Gmail: When efficiency equals death

Daily Newsletters

Sign up to ZDNet UK's daily newsletter.

LEADER
Yesterday, Gmail went down. For nearly two hours, users of the world's most visible cloud service were stuck with a very old-fashioned "502 – unable to reach server" error message. That's apt: it was a very old-fashioned problem. Google had been hit by cascading failure.

The company is being unusually open about what went wrong: an upgrade to part of the system rendered that part unable to handle its usual traffic. It signalled this to the rest of the Gmail cloud, and handed over the requests it couldn't serve. Unfortunately, that triggered similar problems in the parts of the system handling the overflow: they in turn shut down and passed on the original overflow, plus their own traffic — and so on, and so forth.

Cascading failure is well known. In the past, it has brought down telephone systems, power distribution grids and, most recently, came close to toppling the global financial system. It happens in human biology. It is, in short, a classic problem, characterised by the speed at which it develops — Google knew about it within seconds of it kicking off — and the totality of its consequences.

In the case of Gmail, it even leaped the species barrier to completely independent services. For a while Twitter, now the world's back channel for cloud error reporting, was overloaded by people asking "Is Gmail down?".

Expect more of the same, as we build ever more complex and interconnected systems. The irony is that the major cause of the problem is good engineering, as Google admits: the upgrade that triggered the meltdown was designed to improve the very thing that went wrong.

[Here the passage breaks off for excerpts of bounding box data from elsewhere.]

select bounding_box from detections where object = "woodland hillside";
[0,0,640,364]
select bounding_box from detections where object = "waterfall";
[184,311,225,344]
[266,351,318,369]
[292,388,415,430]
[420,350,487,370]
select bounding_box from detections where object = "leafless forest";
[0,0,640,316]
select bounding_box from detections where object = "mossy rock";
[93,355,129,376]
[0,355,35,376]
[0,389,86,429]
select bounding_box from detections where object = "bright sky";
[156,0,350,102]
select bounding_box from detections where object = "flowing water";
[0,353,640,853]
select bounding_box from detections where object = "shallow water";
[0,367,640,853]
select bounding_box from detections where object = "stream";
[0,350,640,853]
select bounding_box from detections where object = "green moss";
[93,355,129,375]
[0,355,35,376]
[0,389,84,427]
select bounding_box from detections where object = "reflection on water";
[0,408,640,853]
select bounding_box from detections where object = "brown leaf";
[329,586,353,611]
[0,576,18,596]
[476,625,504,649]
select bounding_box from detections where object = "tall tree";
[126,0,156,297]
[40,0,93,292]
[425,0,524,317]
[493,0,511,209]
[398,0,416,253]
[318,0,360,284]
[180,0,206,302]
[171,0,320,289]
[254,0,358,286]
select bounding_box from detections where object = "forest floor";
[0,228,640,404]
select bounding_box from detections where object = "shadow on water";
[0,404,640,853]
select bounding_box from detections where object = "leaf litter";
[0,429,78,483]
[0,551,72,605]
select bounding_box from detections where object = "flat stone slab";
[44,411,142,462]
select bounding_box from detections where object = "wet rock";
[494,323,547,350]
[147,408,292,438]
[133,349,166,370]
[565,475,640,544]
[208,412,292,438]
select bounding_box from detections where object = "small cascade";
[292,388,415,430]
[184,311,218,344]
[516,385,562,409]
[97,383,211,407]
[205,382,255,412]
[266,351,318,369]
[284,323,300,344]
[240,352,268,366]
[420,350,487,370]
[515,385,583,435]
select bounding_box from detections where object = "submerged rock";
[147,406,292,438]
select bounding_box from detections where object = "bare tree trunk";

Efficiency, normally a touchstone of proper design, is the enemy. With large systems, any over-engineering is very expensive, so the tendency is to plan for the worst case and build for that and no more. But any worst case can be made more so if the system itself starts to fail. There is no slack to soak up the sudden increase in demand on the remaining components, and the cosmos falls apart.

There is no cure. There is a smart way to prepare for the problem. Have classically inefficient systems that are relaxed about overloads. Don't try to offer everything to everybody — Gmail's alternative, non-web, access methods, far less popular, carried on working. Have separately engineered control and monitoring pathways that keep on going when the core functions are broken. Diversity, flexibility, inefficiency and the expectation of failure: these are the hallmarks of reliable distributed systems.

For those of us who look to the cloud for the next generation of computing, these lessons are essential. Fortunately, we have a good example that's been working for 40 years — the internet itself — and we still live in a heterogeneous world, where a diversity of options are bolstered by open standards that ensure flexibility.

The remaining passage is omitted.